See no evil. Hear no evil. Report no evil.
Dr. Woo Suk Hwang takes a human egg, extracts the nucleus, replaces it with genetic material from another human cell, and produces...
Well, what does he produce? Read the story in the "Science" section of the New York Times, and you never do get a clear answer to that question. On May 20, when the Korean scientist announced his findings, most newspapers (including the Times) reported that Dr. Hwang had cloned a human embryo. But that activity might be a tad controversial, so now the Times is backpedaling.
The Times tells us:
In Rome, Msgr. Elio Sgreccia, head of the Pontifical Academy for Life of the Roman Catholic Church, told Vatican Radio that the research was comparable to cloning embryos, which he called a violation of human rights.

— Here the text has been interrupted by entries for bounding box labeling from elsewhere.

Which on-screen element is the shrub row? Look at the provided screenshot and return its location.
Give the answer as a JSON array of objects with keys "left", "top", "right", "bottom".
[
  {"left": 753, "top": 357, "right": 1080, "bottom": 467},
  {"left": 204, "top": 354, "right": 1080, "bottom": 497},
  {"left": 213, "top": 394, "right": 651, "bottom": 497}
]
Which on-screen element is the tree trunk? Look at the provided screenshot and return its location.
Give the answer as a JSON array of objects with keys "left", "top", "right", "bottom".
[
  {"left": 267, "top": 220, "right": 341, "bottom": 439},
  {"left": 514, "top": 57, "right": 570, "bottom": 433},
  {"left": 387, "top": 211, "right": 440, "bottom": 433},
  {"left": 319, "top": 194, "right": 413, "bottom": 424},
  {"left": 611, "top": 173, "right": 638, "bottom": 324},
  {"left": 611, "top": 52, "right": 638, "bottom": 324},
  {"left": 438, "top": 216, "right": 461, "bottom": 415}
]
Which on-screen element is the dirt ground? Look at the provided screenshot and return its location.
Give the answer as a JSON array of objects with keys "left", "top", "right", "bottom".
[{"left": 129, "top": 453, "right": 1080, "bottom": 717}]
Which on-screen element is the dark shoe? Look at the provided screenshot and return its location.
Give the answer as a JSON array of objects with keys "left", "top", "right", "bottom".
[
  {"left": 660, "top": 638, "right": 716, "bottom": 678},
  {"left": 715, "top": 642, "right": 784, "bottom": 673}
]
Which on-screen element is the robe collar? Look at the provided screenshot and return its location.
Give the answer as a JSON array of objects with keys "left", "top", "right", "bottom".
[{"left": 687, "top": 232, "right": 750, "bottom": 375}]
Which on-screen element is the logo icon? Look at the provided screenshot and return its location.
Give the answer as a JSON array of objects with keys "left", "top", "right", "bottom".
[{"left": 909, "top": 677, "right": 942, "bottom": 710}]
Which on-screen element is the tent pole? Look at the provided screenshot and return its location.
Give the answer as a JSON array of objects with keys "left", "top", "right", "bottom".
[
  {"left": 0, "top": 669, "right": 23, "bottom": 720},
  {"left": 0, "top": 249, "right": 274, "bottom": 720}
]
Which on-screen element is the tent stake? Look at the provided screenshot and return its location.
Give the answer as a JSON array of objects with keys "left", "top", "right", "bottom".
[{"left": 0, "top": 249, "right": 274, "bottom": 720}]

- Point #1That's about 25% accurate. Bishop Sgreccia called the research "abominable" because the human embryos are discarded once the scientists have reaped the tissues they want. That-- the deliberate destruction of human life-- is the foremost violation of human rights.
Point #2But Bishop Sgreccia never said that Dr. Hwang's research was "comparable to cloning human embryos." He said-- as most other rational reporters said-- that it was cloning human embryos.
When you say that A is "comparable to" B, you imply that there are both similarities and differences. So you might say, for instance, that the Times story was "comparable to" an objective report.